There are two method families to approximate intractable posterior distributions: deterministic methods such as variational inference, and stochastic methods such as sampling methods.

Deterministic methods

Variational methods come from the mathematical field calculus of variations where the goal is to find the function that optimizes a given numerical quantity. One common variational method is Variational Expectation-Maximization (EM). Standard EM is used to get Maximum Likelihood estimates

\[\hat{\boldsymbol{z}} = \mathop{\arg\max}_{\boldsymbol{z}} p(\boldsymbol{x} |\boldsymbol{z}).\]

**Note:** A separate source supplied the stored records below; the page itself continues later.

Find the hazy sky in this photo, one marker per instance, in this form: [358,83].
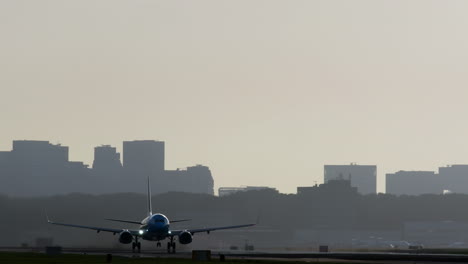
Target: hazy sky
[262,92]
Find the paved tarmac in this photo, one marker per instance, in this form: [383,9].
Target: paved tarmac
[368,257]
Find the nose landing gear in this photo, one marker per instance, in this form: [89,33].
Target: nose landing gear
[136,245]
[171,245]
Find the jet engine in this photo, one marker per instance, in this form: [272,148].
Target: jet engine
[125,237]
[185,237]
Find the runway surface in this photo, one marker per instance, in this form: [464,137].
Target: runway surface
[368,257]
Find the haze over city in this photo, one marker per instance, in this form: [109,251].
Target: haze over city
[262,92]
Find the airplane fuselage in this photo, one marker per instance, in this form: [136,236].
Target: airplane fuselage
[155,227]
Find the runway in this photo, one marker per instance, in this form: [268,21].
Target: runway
[367,257]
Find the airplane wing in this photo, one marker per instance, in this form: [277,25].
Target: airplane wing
[208,230]
[125,221]
[98,229]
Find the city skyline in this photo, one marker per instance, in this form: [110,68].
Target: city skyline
[274,88]
[142,158]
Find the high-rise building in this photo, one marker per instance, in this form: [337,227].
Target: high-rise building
[414,183]
[364,177]
[39,153]
[143,157]
[455,178]
[106,158]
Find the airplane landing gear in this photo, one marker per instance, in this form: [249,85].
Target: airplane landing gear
[136,245]
[171,245]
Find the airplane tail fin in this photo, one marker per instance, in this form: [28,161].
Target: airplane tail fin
[150,210]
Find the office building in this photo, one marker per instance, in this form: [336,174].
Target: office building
[363,177]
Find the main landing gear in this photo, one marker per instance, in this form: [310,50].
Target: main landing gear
[136,245]
[171,245]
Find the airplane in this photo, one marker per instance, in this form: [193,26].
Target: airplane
[155,227]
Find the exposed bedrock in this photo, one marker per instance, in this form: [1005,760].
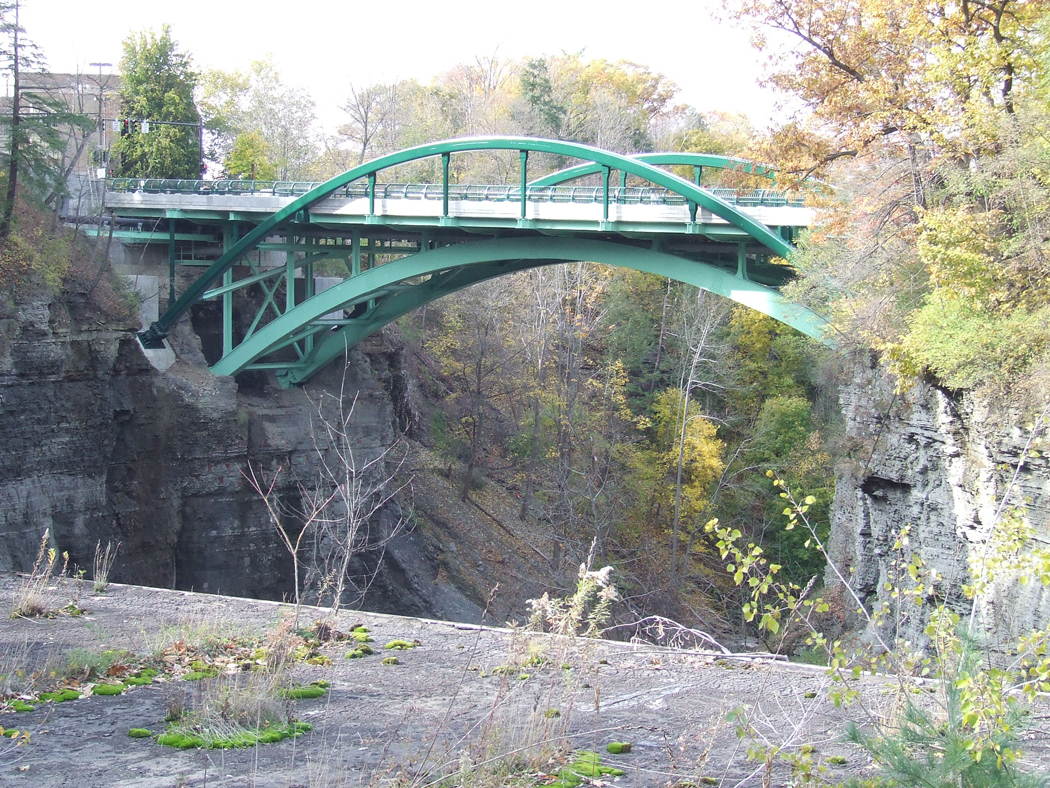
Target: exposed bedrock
[98,446]
[941,464]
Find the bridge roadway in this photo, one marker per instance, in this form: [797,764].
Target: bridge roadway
[389,248]
[569,208]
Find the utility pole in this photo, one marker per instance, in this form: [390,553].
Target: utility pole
[103,159]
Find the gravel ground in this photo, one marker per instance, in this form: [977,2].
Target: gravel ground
[440,708]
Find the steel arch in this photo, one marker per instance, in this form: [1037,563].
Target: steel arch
[595,157]
[666,159]
[453,268]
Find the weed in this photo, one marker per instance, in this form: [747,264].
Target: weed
[61,696]
[229,711]
[298,693]
[103,564]
[35,598]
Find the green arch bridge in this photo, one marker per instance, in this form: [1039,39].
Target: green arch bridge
[405,245]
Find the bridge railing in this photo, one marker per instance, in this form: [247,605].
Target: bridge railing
[499,193]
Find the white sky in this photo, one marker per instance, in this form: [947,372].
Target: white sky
[323,46]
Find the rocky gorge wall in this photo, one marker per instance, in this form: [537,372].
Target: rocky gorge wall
[942,464]
[98,446]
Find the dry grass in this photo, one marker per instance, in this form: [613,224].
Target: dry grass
[36,597]
[103,565]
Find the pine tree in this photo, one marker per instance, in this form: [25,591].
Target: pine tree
[32,125]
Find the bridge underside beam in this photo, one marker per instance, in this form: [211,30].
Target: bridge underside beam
[398,287]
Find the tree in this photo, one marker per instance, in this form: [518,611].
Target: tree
[258,102]
[158,85]
[249,159]
[371,110]
[905,70]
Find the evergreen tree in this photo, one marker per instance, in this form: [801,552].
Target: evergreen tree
[158,88]
[32,126]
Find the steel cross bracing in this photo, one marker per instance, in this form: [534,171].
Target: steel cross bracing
[392,248]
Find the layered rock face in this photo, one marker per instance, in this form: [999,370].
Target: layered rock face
[97,446]
[950,470]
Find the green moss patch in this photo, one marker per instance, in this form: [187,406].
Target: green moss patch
[198,675]
[240,740]
[298,693]
[108,689]
[587,765]
[61,696]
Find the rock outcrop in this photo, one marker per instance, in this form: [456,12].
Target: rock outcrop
[98,446]
[948,468]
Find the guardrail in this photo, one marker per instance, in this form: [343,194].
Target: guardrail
[579,194]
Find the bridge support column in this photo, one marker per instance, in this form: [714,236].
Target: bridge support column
[355,252]
[171,262]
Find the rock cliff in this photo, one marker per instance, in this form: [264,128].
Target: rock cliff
[947,467]
[98,446]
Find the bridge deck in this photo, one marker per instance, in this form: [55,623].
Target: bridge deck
[658,218]
[390,248]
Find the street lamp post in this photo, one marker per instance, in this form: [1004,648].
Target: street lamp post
[102,142]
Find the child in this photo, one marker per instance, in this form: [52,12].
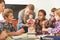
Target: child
[31,23]
[39,21]
[7,25]
[57,23]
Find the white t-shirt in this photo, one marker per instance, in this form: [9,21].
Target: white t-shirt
[1,17]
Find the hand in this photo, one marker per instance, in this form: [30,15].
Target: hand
[44,29]
[26,25]
[45,22]
[3,35]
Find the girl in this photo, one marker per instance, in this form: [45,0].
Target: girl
[57,23]
[40,24]
[7,25]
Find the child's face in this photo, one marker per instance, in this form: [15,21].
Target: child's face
[57,17]
[2,7]
[40,16]
[10,17]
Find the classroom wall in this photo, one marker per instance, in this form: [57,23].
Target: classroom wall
[39,4]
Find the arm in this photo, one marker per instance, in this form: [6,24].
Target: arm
[19,32]
[3,35]
[20,17]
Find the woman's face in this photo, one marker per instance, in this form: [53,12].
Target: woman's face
[10,17]
[57,17]
[40,16]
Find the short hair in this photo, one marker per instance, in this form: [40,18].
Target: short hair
[58,12]
[53,9]
[30,6]
[6,12]
[43,11]
[2,1]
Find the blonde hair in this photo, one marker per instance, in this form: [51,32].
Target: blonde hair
[58,12]
[6,12]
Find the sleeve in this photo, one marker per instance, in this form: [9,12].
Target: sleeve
[20,23]
[54,30]
[25,29]
[12,28]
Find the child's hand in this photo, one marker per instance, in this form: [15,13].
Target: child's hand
[3,35]
[45,22]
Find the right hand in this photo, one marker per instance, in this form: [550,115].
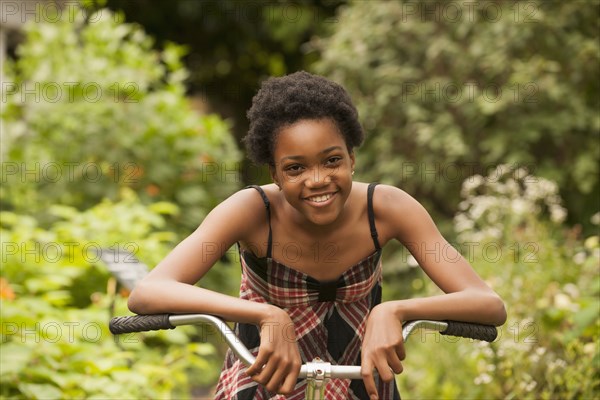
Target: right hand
[278,362]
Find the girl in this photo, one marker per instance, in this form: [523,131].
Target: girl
[310,248]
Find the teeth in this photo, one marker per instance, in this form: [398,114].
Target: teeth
[320,199]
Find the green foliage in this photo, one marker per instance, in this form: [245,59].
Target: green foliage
[56,298]
[90,108]
[447,90]
[233,45]
[548,278]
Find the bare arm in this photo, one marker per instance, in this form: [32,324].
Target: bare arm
[467,297]
[169,287]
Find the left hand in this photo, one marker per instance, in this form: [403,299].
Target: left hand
[382,347]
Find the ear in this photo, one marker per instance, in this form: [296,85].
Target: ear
[273,174]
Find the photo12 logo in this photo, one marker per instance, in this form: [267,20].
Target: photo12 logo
[22,11]
[70,92]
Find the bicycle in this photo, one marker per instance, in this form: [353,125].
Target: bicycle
[316,372]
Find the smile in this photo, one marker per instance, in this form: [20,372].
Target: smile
[320,199]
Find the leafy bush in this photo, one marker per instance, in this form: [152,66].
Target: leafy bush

But when the model gets complicated, computing the posterior $p(\boldsymbol{z}|\boldsymbol{x})$ in the E step becomes computationally intractable. Variational Bayes approximates the posterior by removing some dependencies between some variables of the model to get a tractable distribution $q(\boldsymbol z)$ over the space of hidden variables $\boldsymbol z$. Variational EM approach approximates the posterior by considering a parameterized family of tractable distributions [Bishop06].

Stochastic methods

Gibbs sampling is a Markov Chain Monte Carlo algorithm [Geman84] that repeatedly picks one hidden variable $z_i$ at random and samples it from the distribution of that variable conditioned on all other hidden variables $\boldsymbol{z}_{-i}$ and the observation $\boldsymbol x$.

initialize z randomly
repeat until convergence:
    pick i randomly
    draw z_i from p(z_i | z_-i, x)

We refer to convergence loosely here, as Gibbs sampling doesn’t converge and will eventually visit all possible state, maybe in an exponential number of iterations. We’ll usually assume convergence when the state is not changing too much over a reasonable number of iterations.